CBCT-Based Morphometric Clustering for Orthodontic Diagnostics Using PCA and K-Means: An Explainable AI Workflow

Background: Cone-beam computed tomography (CBCT) enables three-dimensional assessment of craniofacial structures; however, translating multiple inter‑correlated measurements into diagnostic insight remains challenging. Objective: To present an explainable engineering workflow combining principal component analysis (PCA) and K‑means clustering to identify skeletal Class II phenotypes in adults. Methods: Sixty‑three CBCT variables from 120 Yemeni adults were standardized, reduced via PCA, and clustered (k = 2–8). Internal validity was evaluated with silhouette and Davies–Bouldin indices and stability across multiple random starts; phenotypes were mapped to clinical strategies. Results: Seven components explained ≈60% of variance.

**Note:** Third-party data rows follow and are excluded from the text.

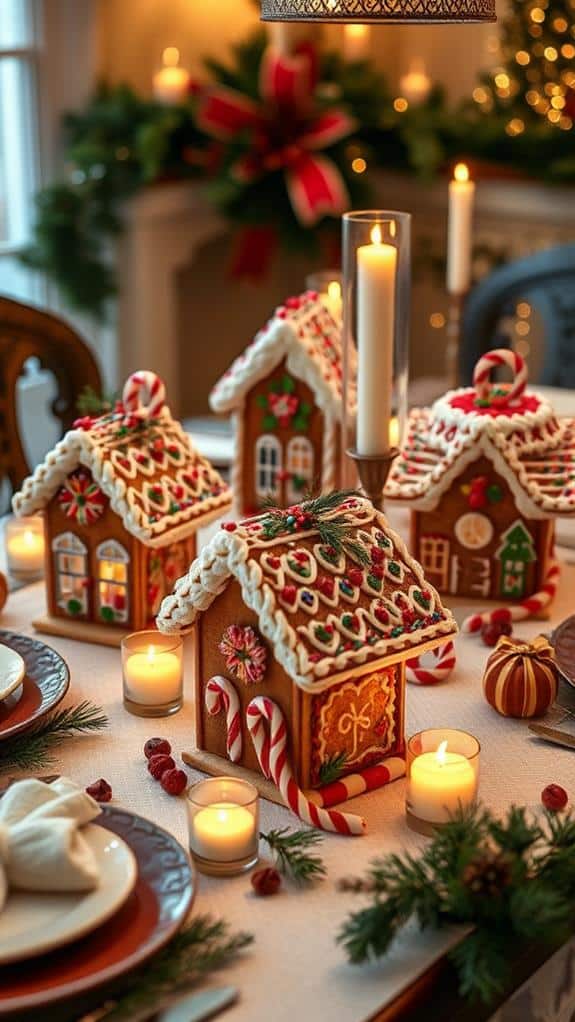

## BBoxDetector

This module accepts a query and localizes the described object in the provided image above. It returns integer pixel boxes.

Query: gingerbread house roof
[386,388,575,518]
[157,497,457,691]
[209,291,351,417]
[12,373,232,547]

A five‑cluster solution balanced cohesion, separation, and clinical interpretability, delineating deep‑bite and open‑bite tendencies, mandibular retrusion patterns, and incisor‑protrusive phenotypes. Solutions were stable across seeds and simple demographic strata. Conclusions: The PCA→K‑means pipeline provides a transparent, reproducible framework for AI‑assisted orthodontic diagnosis and phenotype‑based treatment planning, aligning with biomedical imaging and radiomics workflows.